Getting support for user research
The better you understand your users, the more likely you are to design and build a service that works for them.
User research is most effective when it's funded from Discovery and continues for the life of the service.
It’s especially important to talk to real users at the start of the process. This helps you understand your users and build empathy.
User research is everyone’s job
The user experience is everyone in the team’s responsibility. Participation in user research helps your team develop empathy for the users and understand their contribution to improving the user experience. This will help them make decisions and use evidence to communicate the benefit of change.
They will learn:
- what real users need
- how real people experience the service
- the language people use when talking about the service
- how users perceive technology
- how users overcome issues with the service.
Team members who observe research should take part in analysis sessions to help agree on the findings and any resulting actions. User researchers should also work closely with the rest of the team on design decisions and prototypes.
How to get buy-in for user research
Even if you understand the value of user research you may need to convince others. Getting support to stand up a proper multidisciplinary team with a full-time user researcher can be hard.
Create a pitch
Research underpins the whole service design and delivery process. To start work on a new service, or improve an existing one, you may need to explain the value of user research. By doing user research we reduce risks and increase the certainty of success.
Work out the cost of the need
Design decisions must be based on user need. Existing research can provide evidence for a new or improved service. Use this to draft problem statements.
Quantitative sources like website analytics can help you discover the need for building or improving a service. They can also help you work out a cost to government for not improving a service.
There are resources you can use to calculate the return on investment and prove the value of a good user experience.
Get support
You can ask champions and digital subject experts in your agency to help you. You can find champions by talking to other teams who follow the service design and delivery process. They may help you gain support from influential leaders in your agency.
You can use case studies to show how user research can improve service outcomes.
Show your commitment with a team contract
It can be useful to formalise your commitment to user research at the start of the process. You can do this with a 1-page team contract. Use the contract to explain, in simple terms, what your team will build and how you'll apply user research.
Ask the digital leader responsible for the service to sign the contract before the team starts. This will give the team confidence to do the user research to check they’re building the right thing.
Continuous research
To work in an agile way, service teams must update their understanding of users and their needs throughout the service design and delivery process.
You will need to do research in every iteration of the development stage, starting in Discovery and continuing through to Live. Make sure your user research plan shows this.
This will help you:
- save time by building only what your users need
- reduce risk by learning quickly what works for users
- understand the problems users have and how they can be resolved
- respond to changing user behaviour and feedback to continuously improve the service.

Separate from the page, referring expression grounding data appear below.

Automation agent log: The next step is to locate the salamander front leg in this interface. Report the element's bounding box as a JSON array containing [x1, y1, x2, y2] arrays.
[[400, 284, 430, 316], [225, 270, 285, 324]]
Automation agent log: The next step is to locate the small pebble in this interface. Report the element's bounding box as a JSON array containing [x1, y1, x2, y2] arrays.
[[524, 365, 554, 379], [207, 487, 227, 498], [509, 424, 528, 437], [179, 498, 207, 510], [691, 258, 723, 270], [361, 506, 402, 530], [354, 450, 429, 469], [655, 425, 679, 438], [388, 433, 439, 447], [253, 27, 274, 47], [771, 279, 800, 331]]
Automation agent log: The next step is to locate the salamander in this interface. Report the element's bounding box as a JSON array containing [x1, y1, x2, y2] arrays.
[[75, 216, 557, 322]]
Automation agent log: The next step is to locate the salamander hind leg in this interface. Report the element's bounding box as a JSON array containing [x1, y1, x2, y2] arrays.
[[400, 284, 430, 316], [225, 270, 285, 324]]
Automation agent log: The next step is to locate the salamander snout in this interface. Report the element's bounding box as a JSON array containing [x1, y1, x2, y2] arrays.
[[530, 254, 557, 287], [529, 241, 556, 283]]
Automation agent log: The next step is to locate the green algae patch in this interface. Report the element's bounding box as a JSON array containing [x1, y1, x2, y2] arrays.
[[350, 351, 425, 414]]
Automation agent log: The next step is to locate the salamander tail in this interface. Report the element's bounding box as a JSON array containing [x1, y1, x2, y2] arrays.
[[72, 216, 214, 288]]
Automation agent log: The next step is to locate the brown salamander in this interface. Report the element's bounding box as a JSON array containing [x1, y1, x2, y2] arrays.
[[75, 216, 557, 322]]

Make time for user research
You'll develop a user research plan after your team kick off meeting. In the meantime, talk to your team about how you will schedule the user research.
Build research activities and analysis into the team’s regular schedule. This will make sure your whole team knows what's happening so they can take part. It can take a long time to recruit users for research, so it’s important to start early.

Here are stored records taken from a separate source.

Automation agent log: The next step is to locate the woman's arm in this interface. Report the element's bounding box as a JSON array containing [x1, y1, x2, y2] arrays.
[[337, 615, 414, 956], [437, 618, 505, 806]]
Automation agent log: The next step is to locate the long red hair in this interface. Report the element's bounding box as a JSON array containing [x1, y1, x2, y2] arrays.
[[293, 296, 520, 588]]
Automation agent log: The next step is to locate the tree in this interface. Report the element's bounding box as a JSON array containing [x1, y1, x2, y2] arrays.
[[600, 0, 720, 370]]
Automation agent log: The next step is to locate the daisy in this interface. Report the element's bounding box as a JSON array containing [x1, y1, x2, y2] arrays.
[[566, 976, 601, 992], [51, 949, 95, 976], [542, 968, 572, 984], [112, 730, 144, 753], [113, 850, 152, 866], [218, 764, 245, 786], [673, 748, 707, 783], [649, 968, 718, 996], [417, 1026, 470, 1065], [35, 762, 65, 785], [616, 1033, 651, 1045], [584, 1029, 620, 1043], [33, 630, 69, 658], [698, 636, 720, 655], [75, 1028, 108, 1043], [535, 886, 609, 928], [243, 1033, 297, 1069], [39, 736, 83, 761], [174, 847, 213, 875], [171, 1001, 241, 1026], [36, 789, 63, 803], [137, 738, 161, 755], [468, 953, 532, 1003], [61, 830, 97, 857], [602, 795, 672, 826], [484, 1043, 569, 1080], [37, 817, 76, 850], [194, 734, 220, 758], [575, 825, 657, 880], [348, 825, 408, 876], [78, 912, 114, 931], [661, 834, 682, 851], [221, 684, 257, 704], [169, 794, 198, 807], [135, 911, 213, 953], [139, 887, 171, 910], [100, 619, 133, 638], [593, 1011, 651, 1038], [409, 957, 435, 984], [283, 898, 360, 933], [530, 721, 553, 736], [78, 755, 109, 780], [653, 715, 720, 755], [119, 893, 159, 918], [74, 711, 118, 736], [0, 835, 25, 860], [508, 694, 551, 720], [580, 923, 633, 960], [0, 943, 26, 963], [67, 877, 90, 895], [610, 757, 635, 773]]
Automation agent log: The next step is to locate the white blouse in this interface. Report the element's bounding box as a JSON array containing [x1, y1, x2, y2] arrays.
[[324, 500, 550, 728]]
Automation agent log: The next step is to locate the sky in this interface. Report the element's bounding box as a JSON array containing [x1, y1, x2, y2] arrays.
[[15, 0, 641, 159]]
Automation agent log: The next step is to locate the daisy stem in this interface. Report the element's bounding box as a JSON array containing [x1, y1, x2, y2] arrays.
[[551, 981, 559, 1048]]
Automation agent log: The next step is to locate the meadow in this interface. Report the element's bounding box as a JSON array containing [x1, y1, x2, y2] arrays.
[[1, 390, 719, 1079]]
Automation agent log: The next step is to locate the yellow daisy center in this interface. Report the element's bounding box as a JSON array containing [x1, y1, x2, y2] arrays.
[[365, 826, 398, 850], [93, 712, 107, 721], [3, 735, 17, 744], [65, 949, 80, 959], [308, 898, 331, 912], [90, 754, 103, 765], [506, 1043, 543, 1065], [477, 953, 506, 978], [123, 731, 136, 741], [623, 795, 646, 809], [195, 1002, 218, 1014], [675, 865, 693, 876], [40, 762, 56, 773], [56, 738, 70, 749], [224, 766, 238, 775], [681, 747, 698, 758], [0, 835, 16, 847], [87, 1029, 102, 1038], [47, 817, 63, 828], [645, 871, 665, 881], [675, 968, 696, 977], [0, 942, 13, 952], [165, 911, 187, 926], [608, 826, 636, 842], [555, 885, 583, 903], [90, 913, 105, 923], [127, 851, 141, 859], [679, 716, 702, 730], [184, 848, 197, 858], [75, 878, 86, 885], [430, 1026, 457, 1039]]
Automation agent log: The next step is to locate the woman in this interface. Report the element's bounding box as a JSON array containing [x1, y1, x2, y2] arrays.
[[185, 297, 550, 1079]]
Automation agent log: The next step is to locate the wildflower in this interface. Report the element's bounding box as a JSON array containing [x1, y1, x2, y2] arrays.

Qualitative and quantitative research
Seek support for both qualitative and quantitative research. Quantitative research gives you a limited view of who the users are and what they need.
Start the Discovery stage with qualitative research, such as in-depth interviews with users. Use quantitative research to help you work out which user groups you should talk to.

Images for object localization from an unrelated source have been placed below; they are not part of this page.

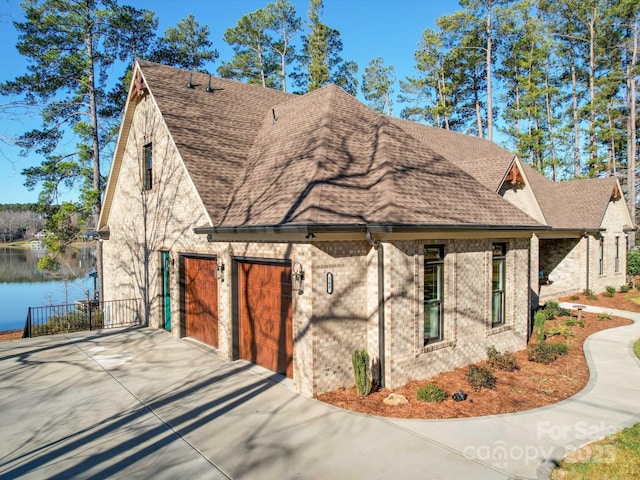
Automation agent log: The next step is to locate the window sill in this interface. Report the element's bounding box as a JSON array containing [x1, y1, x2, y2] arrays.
[[418, 339, 456, 356], [486, 324, 512, 336]]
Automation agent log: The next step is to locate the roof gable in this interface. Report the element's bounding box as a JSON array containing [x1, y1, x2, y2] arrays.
[[519, 163, 627, 230]]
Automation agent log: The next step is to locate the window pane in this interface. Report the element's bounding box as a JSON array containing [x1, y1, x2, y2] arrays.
[[424, 264, 441, 301], [492, 258, 503, 292], [424, 245, 444, 345], [492, 291, 503, 326], [425, 304, 440, 340]]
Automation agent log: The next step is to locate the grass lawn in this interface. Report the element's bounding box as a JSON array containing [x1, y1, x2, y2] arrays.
[[552, 337, 640, 479]]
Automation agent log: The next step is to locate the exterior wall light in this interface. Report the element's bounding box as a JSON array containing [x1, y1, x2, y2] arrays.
[[216, 258, 225, 281], [291, 262, 304, 294]]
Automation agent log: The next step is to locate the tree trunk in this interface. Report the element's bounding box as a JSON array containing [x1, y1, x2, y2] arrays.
[[485, 4, 493, 141], [544, 63, 558, 181], [86, 28, 103, 302], [588, 8, 598, 170], [628, 16, 638, 246], [571, 62, 581, 176]]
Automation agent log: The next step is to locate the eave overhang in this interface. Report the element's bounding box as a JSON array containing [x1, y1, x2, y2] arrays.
[[194, 222, 549, 242]]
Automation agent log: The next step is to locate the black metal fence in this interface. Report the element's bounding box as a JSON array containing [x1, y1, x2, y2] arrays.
[[24, 298, 143, 338]]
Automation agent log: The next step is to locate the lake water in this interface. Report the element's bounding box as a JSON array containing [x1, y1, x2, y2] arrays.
[[0, 246, 96, 331]]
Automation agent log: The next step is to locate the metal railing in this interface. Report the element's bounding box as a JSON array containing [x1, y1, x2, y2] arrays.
[[24, 298, 143, 338]]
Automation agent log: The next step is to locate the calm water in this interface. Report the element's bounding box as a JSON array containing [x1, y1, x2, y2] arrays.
[[0, 246, 96, 331]]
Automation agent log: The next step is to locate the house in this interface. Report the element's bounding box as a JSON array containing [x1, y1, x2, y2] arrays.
[[98, 61, 631, 396], [391, 119, 633, 306]]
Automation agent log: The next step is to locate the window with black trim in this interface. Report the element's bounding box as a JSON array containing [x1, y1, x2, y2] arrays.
[[492, 243, 506, 327], [143, 142, 153, 191], [424, 245, 444, 345]]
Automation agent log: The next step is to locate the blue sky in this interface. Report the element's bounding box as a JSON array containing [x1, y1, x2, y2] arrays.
[[0, 0, 458, 204]]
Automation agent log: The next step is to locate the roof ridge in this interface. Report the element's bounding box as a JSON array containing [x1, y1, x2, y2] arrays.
[[372, 116, 397, 222], [314, 85, 340, 225]]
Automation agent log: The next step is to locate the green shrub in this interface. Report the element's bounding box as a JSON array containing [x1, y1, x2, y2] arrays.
[[564, 318, 584, 328], [556, 307, 571, 317], [547, 342, 568, 355], [465, 365, 497, 391], [527, 343, 558, 364], [546, 325, 576, 338], [534, 310, 547, 344], [597, 312, 612, 320], [545, 300, 559, 311], [627, 249, 640, 276], [603, 291, 615, 298], [606, 285, 617, 294], [352, 349, 372, 396], [416, 383, 448, 403], [620, 284, 631, 293], [487, 346, 520, 372], [569, 295, 580, 301]]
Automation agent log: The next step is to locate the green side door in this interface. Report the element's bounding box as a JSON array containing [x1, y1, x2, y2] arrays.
[[162, 251, 171, 331]]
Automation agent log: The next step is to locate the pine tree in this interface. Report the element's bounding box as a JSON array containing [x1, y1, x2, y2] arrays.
[[152, 14, 218, 72], [361, 57, 396, 115]]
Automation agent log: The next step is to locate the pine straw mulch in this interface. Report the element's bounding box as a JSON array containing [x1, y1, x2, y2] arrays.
[[317, 295, 636, 419], [0, 329, 23, 342]]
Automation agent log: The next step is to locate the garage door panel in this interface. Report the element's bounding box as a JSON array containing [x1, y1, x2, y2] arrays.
[[184, 257, 219, 348], [239, 261, 293, 378]]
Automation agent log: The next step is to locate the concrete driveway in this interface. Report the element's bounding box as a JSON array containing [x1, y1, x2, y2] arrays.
[[1, 304, 639, 479]]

Get started with a user researcher
User researchers should be a core part of your team throughout each stage of service design and delivery. They'll do user research at least every 2 weeks.
It’s always better to work with a full-time user researcher. If you don't have these skills on the team, make it a priority to secure an expert as soon as you can. In the meantime, you can still do some user research activities like pop-up research.
GOV.UK has a useful blog on getting started with user research.
Don’t outsource user research
Your team needs to build empathy with the users to understand what to build, this is especially important in Discovery.
It's best to do the research in-house. This will help you team understand the relationship between the users' questions and the research findings.
Get help from other teams
Your agency may have teams who can support your research. They may recruit users on your behalf or support you to meet users accessibility and inclusivity needs.
Remember everyone on your team needs to engage with users. Don't rely on other teams alone.